Running a dc motor with encoder

Hi everyone.

I was trying to run my dc motor and stop it at a specific location using encoder. Then run it back to its initial position.

I am using this dc motor with this motor shield.

This is the code I have written

#define encoder0PinA_M1  2
#define encoder0PinB_M1  22
int EnablePin = 8;
int PWMPin1 = 3;
int PWMPin2 = 11;

volatile signed int encoder0Pos = 0;
void setup() 
{ 
  pinMode(encoder0PinA_M1, INPUT); 
  pinMode(encoder0PinB_M1, INPUT); 
  pinMode(EnablePin, OUTPUT);
  pinMode(PWMPin1, OUTPUT);
  pinMode(PWMPin2, OUTPUT);
  attachInterrupt(0, doEncoder, CHANGE);  
  Serial.begin (9600);
}
void doEncoder() 
{
  if (digitalRead(encoder0PinA_M1) == digitalRead(encoder0PinB_M1)) 
  {
    encoder0Pos++;
  } 
  else {
    encoder0Pos--;
  }
}

void rotateforward()
{
  digitalWrite(EnablePin, HIGH);
  analogWrite(PWMPin2,0);
  analogWrite(PWMPin1,40);
  
}
void rotatebackward()
{
  digitalWrite(EnablePin, HIGH);
  analogWrite(PWMPin2,40);
  analogWrite(PWMPin1,0);
  
}
void motorSTOP()
{
  digitalWrite(EnablePin, LOW);
  analogWrite(PWMPin2,0);
  analogWrite(PWMPin1,0);

}
void loop()
{
 rotateforward();
  if(encoder0Pos >= 40)
  {
    motorSTOP();
  }
rotatebackward();
  if(encoder0Pos>=0)
  {
    motorSTOP();
  }
}

Above code does not work. My motor does not move.

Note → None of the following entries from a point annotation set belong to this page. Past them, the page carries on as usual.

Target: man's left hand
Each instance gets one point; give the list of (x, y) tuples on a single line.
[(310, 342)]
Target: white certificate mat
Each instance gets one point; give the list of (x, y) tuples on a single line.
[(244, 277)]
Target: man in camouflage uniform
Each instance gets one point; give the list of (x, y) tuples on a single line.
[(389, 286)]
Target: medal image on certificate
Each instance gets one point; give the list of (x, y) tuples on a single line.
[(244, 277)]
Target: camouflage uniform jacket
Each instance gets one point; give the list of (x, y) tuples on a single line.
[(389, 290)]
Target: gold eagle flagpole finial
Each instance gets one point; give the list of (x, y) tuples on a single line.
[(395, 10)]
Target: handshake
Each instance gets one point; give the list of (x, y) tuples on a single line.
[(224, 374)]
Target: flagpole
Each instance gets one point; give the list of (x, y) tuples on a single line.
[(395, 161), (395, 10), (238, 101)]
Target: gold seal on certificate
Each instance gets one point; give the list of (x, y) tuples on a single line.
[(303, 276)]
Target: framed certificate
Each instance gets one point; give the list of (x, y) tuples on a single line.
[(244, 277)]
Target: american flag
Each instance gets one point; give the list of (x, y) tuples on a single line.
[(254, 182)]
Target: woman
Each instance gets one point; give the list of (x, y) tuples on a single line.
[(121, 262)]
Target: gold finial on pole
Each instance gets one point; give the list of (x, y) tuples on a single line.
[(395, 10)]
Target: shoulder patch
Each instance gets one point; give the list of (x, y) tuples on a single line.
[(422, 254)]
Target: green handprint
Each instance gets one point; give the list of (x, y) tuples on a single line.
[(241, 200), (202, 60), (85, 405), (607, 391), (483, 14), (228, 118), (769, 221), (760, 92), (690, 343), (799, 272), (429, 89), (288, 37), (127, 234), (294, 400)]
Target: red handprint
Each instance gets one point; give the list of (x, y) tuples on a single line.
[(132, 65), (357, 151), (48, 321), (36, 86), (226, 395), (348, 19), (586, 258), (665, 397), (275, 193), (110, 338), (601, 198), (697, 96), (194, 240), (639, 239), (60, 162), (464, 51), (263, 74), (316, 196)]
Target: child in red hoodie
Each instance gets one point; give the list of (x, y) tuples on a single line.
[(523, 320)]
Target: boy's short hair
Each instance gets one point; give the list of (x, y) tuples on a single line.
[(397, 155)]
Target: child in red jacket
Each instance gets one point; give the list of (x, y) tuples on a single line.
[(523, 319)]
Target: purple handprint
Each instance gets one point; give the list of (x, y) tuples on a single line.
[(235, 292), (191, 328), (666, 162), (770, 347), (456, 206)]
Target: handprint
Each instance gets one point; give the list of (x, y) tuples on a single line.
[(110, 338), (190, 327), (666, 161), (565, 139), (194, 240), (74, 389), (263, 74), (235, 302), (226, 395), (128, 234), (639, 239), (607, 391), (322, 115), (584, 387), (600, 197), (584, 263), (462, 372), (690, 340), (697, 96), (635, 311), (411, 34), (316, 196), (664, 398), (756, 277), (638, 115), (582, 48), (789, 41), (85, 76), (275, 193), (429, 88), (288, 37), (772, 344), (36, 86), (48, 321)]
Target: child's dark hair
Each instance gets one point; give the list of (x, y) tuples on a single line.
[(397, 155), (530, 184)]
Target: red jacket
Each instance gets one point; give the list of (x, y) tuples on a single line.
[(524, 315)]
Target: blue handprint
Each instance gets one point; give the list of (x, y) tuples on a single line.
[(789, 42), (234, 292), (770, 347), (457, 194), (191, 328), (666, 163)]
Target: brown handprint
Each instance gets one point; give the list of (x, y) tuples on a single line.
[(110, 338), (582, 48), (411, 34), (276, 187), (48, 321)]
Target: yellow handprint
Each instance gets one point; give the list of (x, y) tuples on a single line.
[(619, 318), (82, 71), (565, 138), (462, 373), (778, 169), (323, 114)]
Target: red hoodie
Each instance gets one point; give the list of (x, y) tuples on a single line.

However if I remove this part:

rotatebackward();
  if(encoder0Pos>=0)
  {
    motorSTOP();
  }

It runs successfully and stops at 40 count.

I don't know where I am going wrong. I even tried adding delays between the two steps, which results to motor simply moving forward and not stopping at 40 counts.

Thanks

if() does not cause the loop to stop and wait for that condition to become true. You could use a while() loop instead. Or a do..until().

You are calling both rotateforward() and rotatebackward() every time through loop - that's not sensible is it?

You need a variable to hold state so you know whether you are going forwards or backwards.

You only need to call rotateforward() when the state changes to FORWARDs, ditto backwards. Check the
encoder each time round loop to see if the state needs to change, and if so, change it. Simple.

Also you should protect the reading of encoder0Pos volatile variable, since it is more than one byte
and being written by your ISR:

int read_encoder ()
{
  noInterrupts () ;
  int res = encoder0Pos () ; // read the volatile protected from interrupts
  interrupts () ;
  return res ;
}

If you don't do this occasionally you'll get a corrupt value reading encoder0Pos when the ISR runs between
byte reads.

Thanks MarkT and MorganS.

MorganS: I will give it a try thanks.

MarkT :Since initial encoderpos is zero, Motor state won't change until I move it forward or backward. I am getting confused. Can you explain it with a small pseudo code?